How we turned an elementary school curriculum challenge into a dataset
An editorial approach to creating data visuals from text-based reports

By Kae Petrin (they/them)
Published May 23rd, 2022

Last year, Tennessee enacted a law intended to restrict K-12 classroom discussions about the legacy of slavery, racism, and white privilege. Then Williamson County Schools, a district south of Nashville, received forty complaints about texts in its K-5 English language arts curriculum.

The district later released a 113-page report that detailed the challenges, their outcomes, and the decision committee’s reasons.

Chalkbeat reporter Marta W. Aldrich found two Williamson parents, numerous experts, and teachers to dig into the county’s curriculum debate, which often circled the idea that some texts were simply “age-inappropriate” to teach in early elementary school. These voices captured the human aspect of the story, as well as the conversations around policy and educational practice.

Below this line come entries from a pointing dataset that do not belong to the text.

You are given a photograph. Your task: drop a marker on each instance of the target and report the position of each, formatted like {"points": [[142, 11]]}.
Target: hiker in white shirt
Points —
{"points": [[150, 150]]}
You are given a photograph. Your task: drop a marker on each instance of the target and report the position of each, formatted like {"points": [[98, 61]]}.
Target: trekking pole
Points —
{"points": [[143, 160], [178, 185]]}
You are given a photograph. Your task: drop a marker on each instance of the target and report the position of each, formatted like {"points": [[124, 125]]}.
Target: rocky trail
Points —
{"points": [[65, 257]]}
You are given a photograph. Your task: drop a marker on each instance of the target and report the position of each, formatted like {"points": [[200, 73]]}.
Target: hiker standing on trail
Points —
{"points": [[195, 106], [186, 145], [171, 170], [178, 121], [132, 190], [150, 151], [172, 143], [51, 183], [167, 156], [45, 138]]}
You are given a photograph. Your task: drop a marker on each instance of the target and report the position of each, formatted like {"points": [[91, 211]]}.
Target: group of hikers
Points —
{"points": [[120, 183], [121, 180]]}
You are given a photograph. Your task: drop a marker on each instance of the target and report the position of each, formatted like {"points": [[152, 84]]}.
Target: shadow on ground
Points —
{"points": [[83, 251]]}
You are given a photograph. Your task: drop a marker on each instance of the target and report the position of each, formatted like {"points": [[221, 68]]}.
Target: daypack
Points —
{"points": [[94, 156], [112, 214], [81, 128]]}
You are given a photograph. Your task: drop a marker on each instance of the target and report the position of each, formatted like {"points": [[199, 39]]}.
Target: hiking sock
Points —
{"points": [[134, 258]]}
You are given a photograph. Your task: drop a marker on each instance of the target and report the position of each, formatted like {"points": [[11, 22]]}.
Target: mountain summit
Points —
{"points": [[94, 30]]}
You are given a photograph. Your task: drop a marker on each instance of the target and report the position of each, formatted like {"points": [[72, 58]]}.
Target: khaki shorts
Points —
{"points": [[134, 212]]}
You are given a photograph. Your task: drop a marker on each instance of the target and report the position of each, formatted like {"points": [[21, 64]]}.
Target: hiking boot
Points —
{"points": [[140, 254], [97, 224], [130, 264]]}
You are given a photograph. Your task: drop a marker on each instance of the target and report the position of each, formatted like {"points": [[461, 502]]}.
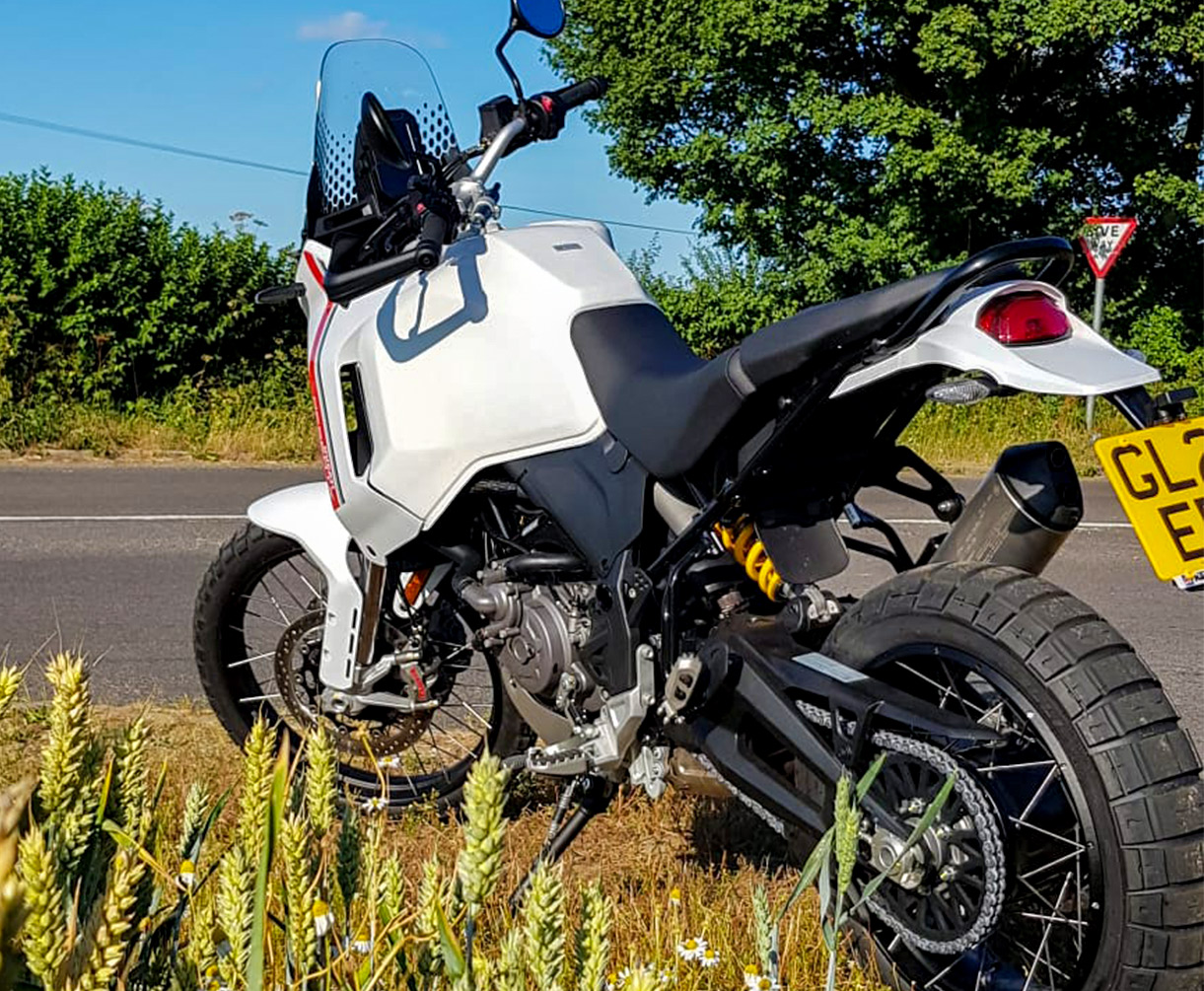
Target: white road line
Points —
{"points": [[142, 518], [211, 517]]}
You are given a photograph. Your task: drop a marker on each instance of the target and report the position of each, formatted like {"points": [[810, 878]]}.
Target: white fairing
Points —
{"points": [[305, 513], [1083, 364], [462, 368]]}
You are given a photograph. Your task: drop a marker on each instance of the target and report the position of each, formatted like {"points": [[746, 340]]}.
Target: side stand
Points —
{"points": [[595, 798]]}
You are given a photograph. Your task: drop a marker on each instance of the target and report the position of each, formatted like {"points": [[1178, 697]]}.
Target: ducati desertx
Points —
{"points": [[549, 529]]}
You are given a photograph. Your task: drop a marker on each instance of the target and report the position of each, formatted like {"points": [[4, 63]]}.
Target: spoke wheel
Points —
{"points": [[257, 631], [1091, 779], [1049, 930]]}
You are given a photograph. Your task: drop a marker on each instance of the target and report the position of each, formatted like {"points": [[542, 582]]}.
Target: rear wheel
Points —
{"points": [[257, 635], [1095, 794]]}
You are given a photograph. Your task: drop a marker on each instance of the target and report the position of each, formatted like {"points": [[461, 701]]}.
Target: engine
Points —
{"points": [[540, 632]]}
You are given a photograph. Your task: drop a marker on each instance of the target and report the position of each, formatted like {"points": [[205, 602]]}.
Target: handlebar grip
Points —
{"points": [[430, 241], [581, 93]]}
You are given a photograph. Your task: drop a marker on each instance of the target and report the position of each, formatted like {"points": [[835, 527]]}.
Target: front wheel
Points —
{"points": [[1095, 793], [257, 635]]}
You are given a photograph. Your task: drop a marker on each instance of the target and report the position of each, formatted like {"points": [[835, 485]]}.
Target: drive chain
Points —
{"points": [[979, 805]]}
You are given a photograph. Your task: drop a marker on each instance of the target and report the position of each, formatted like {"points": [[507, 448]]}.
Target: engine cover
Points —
{"points": [[538, 630], [544, 643]]}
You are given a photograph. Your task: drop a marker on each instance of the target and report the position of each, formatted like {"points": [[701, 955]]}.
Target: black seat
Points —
{"points": [[668, 406]]}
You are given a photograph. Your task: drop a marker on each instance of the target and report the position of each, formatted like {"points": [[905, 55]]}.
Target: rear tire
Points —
{"points": [[243, 560], [1137, 771]]}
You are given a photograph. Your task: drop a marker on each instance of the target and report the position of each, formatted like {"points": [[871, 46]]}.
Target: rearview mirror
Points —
{"points": [[542, 18], [379, 131]]}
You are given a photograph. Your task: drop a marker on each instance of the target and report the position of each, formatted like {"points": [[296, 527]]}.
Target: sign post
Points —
{"points": [[1103, 240]]}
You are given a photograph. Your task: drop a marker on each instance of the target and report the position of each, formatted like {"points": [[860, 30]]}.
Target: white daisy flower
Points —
{"points": [[322, 918]]}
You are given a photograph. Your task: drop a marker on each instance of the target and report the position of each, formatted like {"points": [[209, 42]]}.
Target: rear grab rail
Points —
{"points": [[1056, 251]]}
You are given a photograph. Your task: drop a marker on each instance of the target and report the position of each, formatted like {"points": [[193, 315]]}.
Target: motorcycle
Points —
{"points": [[546, 528]]}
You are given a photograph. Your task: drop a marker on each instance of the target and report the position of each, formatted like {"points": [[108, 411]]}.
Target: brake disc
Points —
{"points": [[298, 659]]}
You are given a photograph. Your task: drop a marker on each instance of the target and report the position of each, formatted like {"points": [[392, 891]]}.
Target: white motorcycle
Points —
{"points": [[549, 529]]}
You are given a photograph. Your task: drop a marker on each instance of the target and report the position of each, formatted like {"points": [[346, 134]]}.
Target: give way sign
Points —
{"points": [[1104, 239]]}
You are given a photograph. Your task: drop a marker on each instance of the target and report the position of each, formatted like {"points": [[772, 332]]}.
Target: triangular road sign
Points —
{"points": [[1104, 239]]}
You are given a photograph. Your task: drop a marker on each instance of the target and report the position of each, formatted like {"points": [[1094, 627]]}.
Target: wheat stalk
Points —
{"points": [[196, 812], [430, 897], [299, 890], [543, 927], [259, 755], [44, 936], [235, 910], [594, 938], [110, 937], [10, 684], [348, 859], [762, 930], [321, 772], [75, 826], [511, 963], [479, 865], [12, 891], [390, 887], [64, 758], [848, 825], [130, 758]]}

But we also wanted to analyze the complaints themselves. It was a matter of fact-checking, as well as adding crucial context. A giant report like this is rich with data, if you can decide how to convert it from plain text into a structured dataset.

We wanted to quantify: Who has challenged the books? Why? What were common themes and phrases? Did the complaints’ contents actually line up with what experts and parents are observing in the story?

The answers became the introductory visualization in our final story, How the age-appropriate debate is altering curriculum in Tennessee and nationwide.

The viz juxtaposed concrete data against the euphemistic talking points that have become common in covering curriculum debates. This analysis equipped readers with the knowledge of what, exactly, sources were talking about (or around) in the following story.

Working backwards from tables and semi-structured data

The report offers a few obvious starting points: data viz! Tabular data lets us start building a dataset of books challenged, the grades they’re taught in, and the challenge outcome.

List of books reviewed categorized by outcomes. Out of 31 books, six books were adjusted and one was removed.

The report also contains a few other tables, including breakout aggregates of the outcome results by status and a list of books that were adjusted or removed.

Even better, each individual book has a full page evaluation report, which we can use to add more detail to the committee’s decision-making process. Particularly interesting: categories indicating whether books were on topic, valuable for educational purposes, or objectionable. This also allowed us to fact-check the tabular data up above. (We caught two discrepancies and were able to reconcile them by comparing the tables to the individual report pages.)

Key that shows tabular data of curriculum review outcomes.

All of these are great! They are the starting blocks for a structured dataset that contains some basic information on the challenges and their outcomes. But, overall, it doesn’t tell us much about what’s actually in the books, why parents filed complaints, or how the committee evaluated the texts.

Finding themes

Instead, we started looking at the text itself. There are programmatic ways to do this using keyword extraction, but it was simple enough to manually catalog thirty books laid out in one consistent document format.

We debated digging into the more detailed complaints, which are appended to the main summary documents. The detailed complaints had a few advantages: they were original written complaints, rather than summaries written or quoted directly through the appeal board, and they contained more expansive comments about specific pages or lines.

However, when we attempted to analyze those complaints, they were (unsurprisingly, for a public comment process) often unclear or vague about their objections. Many addressed teachers’ materials that aren’t published with the books; we could not consistently access those. Some complaints just seemed random or irrelevant. For instance, one complaint noted, “It’s all about changing seasons & Chamaeleon,” to which the committee responded, “The committee does not share the concern of the complainants.” Another simply read “CA,” to which the committee responded, “The committee does not understand this concern.”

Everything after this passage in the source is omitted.